A presidente da Comissão para a Igualdade no Trabalho e no Emprego (CITE) denunciou hoje o aumento do fosso salarial entre homens e mulheres pela primeira vez em nove anos, sobretudo nos quadros superiores.

Executive Digest com Lusa

A presidente da Comissão para a Igualdade no Trabalho e no Emprego (CITE) denunciou hoje o aumento do fosso salarial entre homens e mulheres pela primeira vez em nove anos, sobretudo nos quadros superiores.

“Pela primeira vez, num ciclo de nove anos, nós vimos aumentar o ‘gap’ [fosso] salarial de 13,1% para 13,2% se considerarmos o salário base, e de 15,9% para 16% se considerarmos o ganho [salário liquido] e isto deve preocupar-nos”, disse Carla Tavares, que esteve hoje na subcomissão parlamentar para a Igualdade e Não Discriminação.

A presidente da CITE, que esteve a ser ouvida por quatro dos doze deputados efetivos da subcomissão, admitiu que o aumento pode parecer reduzido, mas apontou que é preciso desconstruir os números, tendo em conta que “o maior aumento desta desigualdade é precisamente nos quadros superiores”, por oposição aos quadros inferiores ou médios, entre os quais a “desigualdade não é tão elevada”.

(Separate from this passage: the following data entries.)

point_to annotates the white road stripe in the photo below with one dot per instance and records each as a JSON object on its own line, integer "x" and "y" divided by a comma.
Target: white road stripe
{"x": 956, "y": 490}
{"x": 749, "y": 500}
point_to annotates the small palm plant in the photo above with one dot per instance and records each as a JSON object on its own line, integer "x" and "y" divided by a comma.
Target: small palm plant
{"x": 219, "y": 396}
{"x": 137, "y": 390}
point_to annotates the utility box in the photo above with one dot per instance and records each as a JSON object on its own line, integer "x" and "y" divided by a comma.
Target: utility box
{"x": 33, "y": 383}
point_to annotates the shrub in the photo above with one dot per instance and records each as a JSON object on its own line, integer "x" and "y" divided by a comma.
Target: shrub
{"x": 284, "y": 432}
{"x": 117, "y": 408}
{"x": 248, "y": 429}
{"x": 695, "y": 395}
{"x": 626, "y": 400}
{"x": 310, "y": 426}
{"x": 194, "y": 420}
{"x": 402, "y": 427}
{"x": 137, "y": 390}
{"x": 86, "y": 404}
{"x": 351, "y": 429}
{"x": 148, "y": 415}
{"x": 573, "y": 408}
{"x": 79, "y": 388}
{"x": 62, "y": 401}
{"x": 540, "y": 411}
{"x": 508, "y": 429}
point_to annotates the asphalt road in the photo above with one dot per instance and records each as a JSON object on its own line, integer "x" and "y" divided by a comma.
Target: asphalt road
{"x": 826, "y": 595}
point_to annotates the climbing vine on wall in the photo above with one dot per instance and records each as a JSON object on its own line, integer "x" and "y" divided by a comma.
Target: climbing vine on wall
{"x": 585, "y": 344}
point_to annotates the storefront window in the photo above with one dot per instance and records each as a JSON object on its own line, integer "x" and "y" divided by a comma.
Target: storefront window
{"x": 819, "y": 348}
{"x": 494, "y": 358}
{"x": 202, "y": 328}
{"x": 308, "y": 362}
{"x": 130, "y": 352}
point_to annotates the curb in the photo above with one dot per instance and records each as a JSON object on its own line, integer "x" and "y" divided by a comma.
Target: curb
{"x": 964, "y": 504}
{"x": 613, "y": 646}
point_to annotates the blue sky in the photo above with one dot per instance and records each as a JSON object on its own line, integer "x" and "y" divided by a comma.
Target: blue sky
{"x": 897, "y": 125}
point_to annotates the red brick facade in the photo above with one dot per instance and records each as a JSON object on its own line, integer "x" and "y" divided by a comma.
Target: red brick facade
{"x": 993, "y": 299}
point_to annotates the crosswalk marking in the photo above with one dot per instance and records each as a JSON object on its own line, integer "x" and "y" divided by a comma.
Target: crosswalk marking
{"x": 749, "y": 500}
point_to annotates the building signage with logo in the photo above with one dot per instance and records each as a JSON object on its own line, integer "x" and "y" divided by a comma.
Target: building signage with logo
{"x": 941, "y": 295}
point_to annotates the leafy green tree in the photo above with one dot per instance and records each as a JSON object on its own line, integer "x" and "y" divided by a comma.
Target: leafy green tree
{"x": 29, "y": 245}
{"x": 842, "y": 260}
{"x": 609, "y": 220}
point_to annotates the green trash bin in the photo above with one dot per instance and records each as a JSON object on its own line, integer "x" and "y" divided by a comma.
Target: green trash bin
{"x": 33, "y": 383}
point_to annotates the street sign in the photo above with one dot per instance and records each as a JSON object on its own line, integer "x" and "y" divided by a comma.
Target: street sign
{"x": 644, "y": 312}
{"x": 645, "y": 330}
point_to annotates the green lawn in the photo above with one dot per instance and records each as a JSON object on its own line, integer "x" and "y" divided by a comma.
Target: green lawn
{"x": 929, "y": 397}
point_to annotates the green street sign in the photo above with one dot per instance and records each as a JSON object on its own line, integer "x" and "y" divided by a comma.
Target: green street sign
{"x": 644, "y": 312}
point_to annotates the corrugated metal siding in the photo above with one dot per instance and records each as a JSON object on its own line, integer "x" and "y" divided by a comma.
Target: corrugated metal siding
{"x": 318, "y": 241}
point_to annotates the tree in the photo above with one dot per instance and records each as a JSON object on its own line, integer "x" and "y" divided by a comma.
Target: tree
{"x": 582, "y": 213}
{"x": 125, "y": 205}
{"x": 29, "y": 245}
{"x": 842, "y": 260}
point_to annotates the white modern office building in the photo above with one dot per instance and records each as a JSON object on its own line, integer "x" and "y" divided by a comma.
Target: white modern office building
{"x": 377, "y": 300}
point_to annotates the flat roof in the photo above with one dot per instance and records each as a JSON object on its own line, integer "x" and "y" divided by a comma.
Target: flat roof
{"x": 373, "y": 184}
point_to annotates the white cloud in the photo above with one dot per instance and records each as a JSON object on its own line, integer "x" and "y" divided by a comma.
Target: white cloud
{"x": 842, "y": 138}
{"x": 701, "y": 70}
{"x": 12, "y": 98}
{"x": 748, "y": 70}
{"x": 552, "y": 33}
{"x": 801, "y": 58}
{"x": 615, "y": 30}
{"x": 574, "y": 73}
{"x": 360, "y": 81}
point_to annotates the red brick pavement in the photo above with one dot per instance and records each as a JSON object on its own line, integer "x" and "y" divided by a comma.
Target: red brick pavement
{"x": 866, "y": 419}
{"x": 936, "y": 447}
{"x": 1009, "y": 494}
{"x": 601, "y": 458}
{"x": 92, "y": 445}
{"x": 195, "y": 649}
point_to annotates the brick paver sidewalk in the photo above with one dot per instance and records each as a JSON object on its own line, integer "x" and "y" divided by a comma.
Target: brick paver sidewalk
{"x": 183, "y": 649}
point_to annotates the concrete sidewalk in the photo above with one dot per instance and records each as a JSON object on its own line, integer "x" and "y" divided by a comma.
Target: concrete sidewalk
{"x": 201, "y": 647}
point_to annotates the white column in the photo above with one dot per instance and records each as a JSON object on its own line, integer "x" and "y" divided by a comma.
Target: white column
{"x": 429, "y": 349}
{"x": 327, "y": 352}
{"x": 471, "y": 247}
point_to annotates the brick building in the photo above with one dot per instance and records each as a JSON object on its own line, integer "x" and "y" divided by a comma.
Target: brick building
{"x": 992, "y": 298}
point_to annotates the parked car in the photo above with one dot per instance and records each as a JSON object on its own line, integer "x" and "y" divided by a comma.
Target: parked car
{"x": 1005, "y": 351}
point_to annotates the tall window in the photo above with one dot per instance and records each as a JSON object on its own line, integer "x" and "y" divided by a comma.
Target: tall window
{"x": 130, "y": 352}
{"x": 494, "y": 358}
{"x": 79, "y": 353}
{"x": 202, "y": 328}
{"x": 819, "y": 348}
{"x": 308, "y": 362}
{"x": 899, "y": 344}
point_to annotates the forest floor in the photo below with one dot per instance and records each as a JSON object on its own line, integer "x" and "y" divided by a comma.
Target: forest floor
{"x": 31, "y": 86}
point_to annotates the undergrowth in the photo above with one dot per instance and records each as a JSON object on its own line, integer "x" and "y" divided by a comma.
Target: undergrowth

“Nos quadros superiores e nas profissões mais qualificadas há um aumento bastante significativo do ‘gap’ salarial entre mulheres e homens e isto é algo que deve merecer a nossa reflexão e percebermos o que pode ser feito para melhorarmos esta realidade”, defendeu Carla Tavares.

A responsável referiu, a propósito, que a CITE tem prevista uma campanha para 2025 sobre partilha de tarefas domésticas e trabalho familiar, sublinhando que “é aí que está a base de todas as desigualdades”.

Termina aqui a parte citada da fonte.